I'm not so much concerned with how the food was presented or what was / was not highligted. I guess the bottom line is that Augusto's representation of Filipinos and the culture is off. From his complete 180 degree personality change between his video and his performance on screen to the lack lustre dynamic of his family "party," the overall portrayal of Filipinos was weak. Yes, in a sense Elefano put us on the map in the Foodie world, but his actions and words are setting us back. Plenty of Filipinos and Filipino Americans have made great strides to further us as a people.

Augusto - there are plenty of organizations and people to help you "FIND yourself." For goodness sakes, you live in the cultural capital of the world that is New York City. Use the New Yorker in you and FIND those resources to help you identify.

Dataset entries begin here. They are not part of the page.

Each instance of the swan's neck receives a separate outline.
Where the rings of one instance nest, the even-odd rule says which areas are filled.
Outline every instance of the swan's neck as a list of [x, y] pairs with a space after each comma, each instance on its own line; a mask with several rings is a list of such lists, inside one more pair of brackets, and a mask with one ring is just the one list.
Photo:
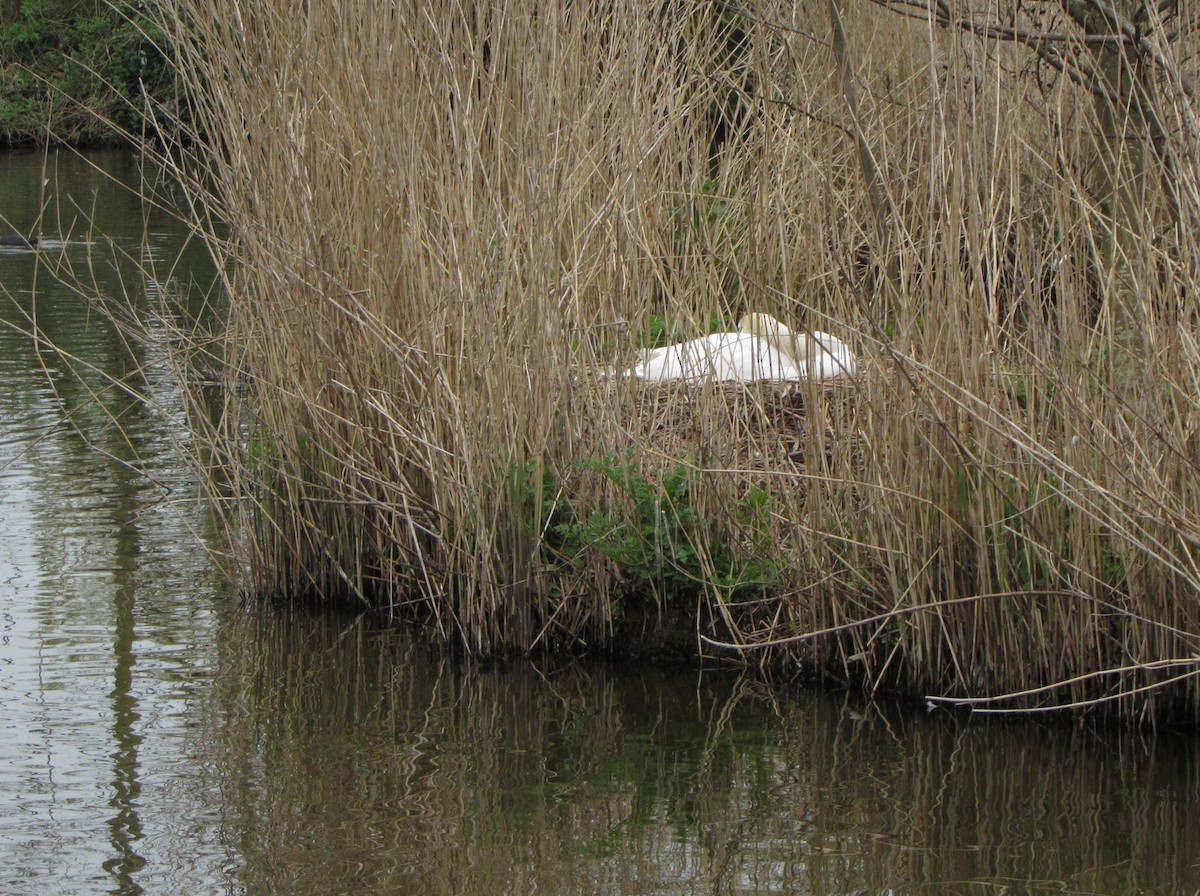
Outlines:
[[793, 333], [783, 323], [761, 312], [747, 314], [738, 324], [743, 333], [750, 333], [759, 339], [765, 339], [775, 350], [787, 355], [798, 365], [803, 365], [808, 359], [808, 340], [799, 333]]

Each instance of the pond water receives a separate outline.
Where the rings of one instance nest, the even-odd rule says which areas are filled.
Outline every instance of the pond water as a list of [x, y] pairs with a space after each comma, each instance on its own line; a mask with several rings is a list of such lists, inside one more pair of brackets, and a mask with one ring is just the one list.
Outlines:
[[51, 276], [202, 299], [146, 177], [0, 157], [3, 229], [52, 240], [0, 250], [0, 892], [1200, 892], [1195, 736], [464, 664], [240, 600], [165, 359]]

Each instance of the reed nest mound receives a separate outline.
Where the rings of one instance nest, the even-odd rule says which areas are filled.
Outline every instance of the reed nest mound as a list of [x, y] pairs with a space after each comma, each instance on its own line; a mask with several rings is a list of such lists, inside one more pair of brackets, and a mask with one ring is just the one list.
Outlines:
[[875, 368], [854, 377], [814, 382], [640, 382], [628, 387], [625, 435], [630, 447], [745, 481], [775, 474], [805, 483], [866, 472], [863, 429], [867, 383]]
[[[731, 475], [805, 472], [814, 444], [830, 459], [836, 445], [861, 437], [832, 425], [849, 423], [856, 389], [849, 377], [814, 383], [638, 383], [630, 419], [640, 424], [636, 441], [665, 457], [699, 458]], [[820, 433], [810, 432], [808, 409], [814, 405], [821, 408]]]

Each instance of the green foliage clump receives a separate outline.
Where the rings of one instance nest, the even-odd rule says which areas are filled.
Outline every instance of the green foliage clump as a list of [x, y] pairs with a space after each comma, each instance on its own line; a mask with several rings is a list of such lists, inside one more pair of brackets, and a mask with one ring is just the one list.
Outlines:
[[139, 133], [175, 95], [162, 46], [143, 2], [22, 0], [0, 15], [0, 141]]
[[752, 489], [729, 508], [728, 519], [750, 542], [739, 551], [725, 524], [698, 511], [690, 467], [679, 464], [654, 478], [638, 472], [632, 458], [582, 460], [575, 467], [617, 486], [619, 500], [584, 511], [571, 506], [562, 488], [543, 486], [544, 545], [572, 567], [598, 555], [615, 565], [630, 594], [660, 604], [704, 589], [730, 597], [758, 592], [778, 579], [764, 528], [765, 491]]

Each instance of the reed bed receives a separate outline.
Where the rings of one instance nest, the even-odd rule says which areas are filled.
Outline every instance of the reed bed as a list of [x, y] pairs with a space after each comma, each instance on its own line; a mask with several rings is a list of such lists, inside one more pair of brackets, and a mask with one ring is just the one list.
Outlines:
[[[1196, 24], [1143, 133], [1024, 44], [841, 5], [167, 0], [246, 588], [476, 655], [649, 608], [872, 689], [1194, 719]], [[619, 374], [745, 310], [858, 374]]]

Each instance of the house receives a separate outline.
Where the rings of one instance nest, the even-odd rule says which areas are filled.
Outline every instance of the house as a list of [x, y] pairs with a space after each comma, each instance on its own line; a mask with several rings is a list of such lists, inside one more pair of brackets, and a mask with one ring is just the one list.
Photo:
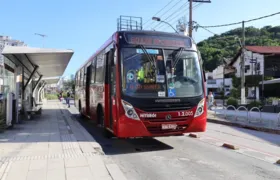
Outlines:
[[[229, 63], [235, 69], [235, 76], [241, 77], [241, 50]], [[247, 98], [279, 96], [273, 88], [265, 92], [266, 79], [280, 78], [280, 46], [245, 46], [245, 87]], [[273, 81], [279, 82], [279, 81]]]
[[227, 76], [232, 72], [232, 68], [227, 66], [229, 62], [224, 61], [224, 65], [216, 67], [212, 72], [207, 72], [206, 76], [206, 93], [212, 91], [214, 94], [221, 94], [224, 91], [225, 95], [230, 93], [232, 88], [232, 78]]

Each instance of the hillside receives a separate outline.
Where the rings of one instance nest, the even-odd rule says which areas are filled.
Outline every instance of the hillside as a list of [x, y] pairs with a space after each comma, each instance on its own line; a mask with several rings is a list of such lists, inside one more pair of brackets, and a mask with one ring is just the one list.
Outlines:
[[[246, 46], [280, 46], [280, 26], [247, 27], [245, 32]], [[205, 70], [215, 69], [223, 57], [233, 58], [240, 48], [236, 36], [241, 37], [241, 34], [242, 29], [237, 28], [199, 42]]]

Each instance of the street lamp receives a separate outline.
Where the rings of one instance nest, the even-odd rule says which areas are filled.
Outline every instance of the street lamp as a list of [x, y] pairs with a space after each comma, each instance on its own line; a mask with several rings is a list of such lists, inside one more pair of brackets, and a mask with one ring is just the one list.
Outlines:
[[36, 36], [41, 36], [43, 38], [43, 47], [44, 47], [44, 38], [47, 37], [45, 34], [34, 33]]
[[175, 31], [177, 34], [179, 34], [178, 31], [177, 31], [171, 24], [169, 24], [169, 23], [166, 22], [166, 21], [161, 20], [159, 17], [153, 17], [152, 20], [158, 21], [158, 22], [162, 22], [162, 23], [165, 23], [165, 24], [169, 25], [170, 27], [172, 27], [172, 29], [174, 29], [174, 31]]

I hope Chef Bourdain does a Part Deux.


JD said...

i need to watch this show!

DJ oLLy said...

AMEN to that. While I was watching I swear I said "you ignorant ass Filipino-American" at least 4-5 times. What pissed me off the most was that he was talking as an outsider, as if he wasn't even Filipino AT ALL.

I say you hunt this guy down and SCHOOL him so that IF he's on National television again, he doesn't make us look like fools.

Oceans of Thoughts said...

I agree with your observations whole-heartedly. Augusto was a complete embarrassment to me as a Filipino-American. I was born in the Philippines but grew up in America. BUT, I have always been in touch with my culture, and was SO SO excited to have Anthony Bourdain experience all that.

EPIC FAIL. Augusto - WHAT happened???? You played out all the stereotypes of the ignorant islander and it HURT to watch the episode.